About Me
I am a Water Agency Engineer II with the Sonoma County Water Agency. In 2019, I completed a PhD with Dr. Graham Fogg in the Hydrologic Sciences Graduate Group at the University of California, Davis and in 2012 I received an MS in Hydrology from the University of Nevada, Reno.
My PhD Research
Broadly, my PhD research interests include assessing groundwater availability and sustainability in agriculturally-dominated regions in California. I use numerical groundwater models to evaluate the feasibility of groundwater recharge, assess questions related to model complexity and uncertainty, and explore feedbacks between surface water, groundwater, climate, and human systems.
My PhD Research Projects
Simulating Groundwater Recharge Variability in the American-Cosumnes Groundwater Basin, CA.
This research uses ParFlow and TPROGS to simulate the role of geologic heterogeneity on recharge dynamics in alluvial groundwater basins.
Evaluating Uncertainty of Regional Water Budgets in the Central Valley, CA.
This research highlights important differences in water budgets between two regional-scale groundwater models of California's Central Valley, CVHM and C2VSim. These findings are important for Groundwater Sustainability Agencies (GSAs), which are tasked with determining sustainable groundwater budgets in the Central Valley under the Sustainable Groundwater Management Act (SGMA).

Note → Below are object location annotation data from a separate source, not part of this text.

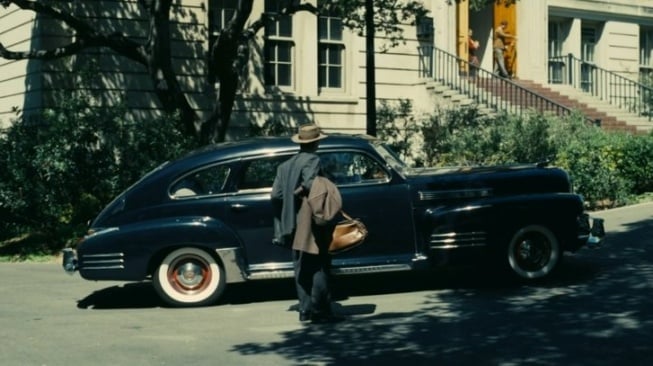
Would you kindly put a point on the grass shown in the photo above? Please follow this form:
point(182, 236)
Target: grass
point(27, 248)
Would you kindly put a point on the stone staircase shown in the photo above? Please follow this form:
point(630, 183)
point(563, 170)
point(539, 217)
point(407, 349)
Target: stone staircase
point(641, 124)
point(609, 117)
point(446, 97)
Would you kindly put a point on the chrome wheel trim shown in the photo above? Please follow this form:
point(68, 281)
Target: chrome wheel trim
point(533, 252)
point(189, 276)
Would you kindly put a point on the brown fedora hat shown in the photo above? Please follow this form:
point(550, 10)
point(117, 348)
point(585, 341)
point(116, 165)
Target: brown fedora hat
point(307, 134)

Water Information Transparency to Inform Water Markets
This work is the culmination of an interdisciplinary NSF IGERT program at UC Davis and CO School of Mines. In an opinion piece published in the journal Water (Maples et al., 2018), my colleagues and I argue for an incisive yet conceptually simple framework for transparent, real-time accounting of water stores and flows, including both groundwater and surface water, to inform water markets organized around a central clearinghouse.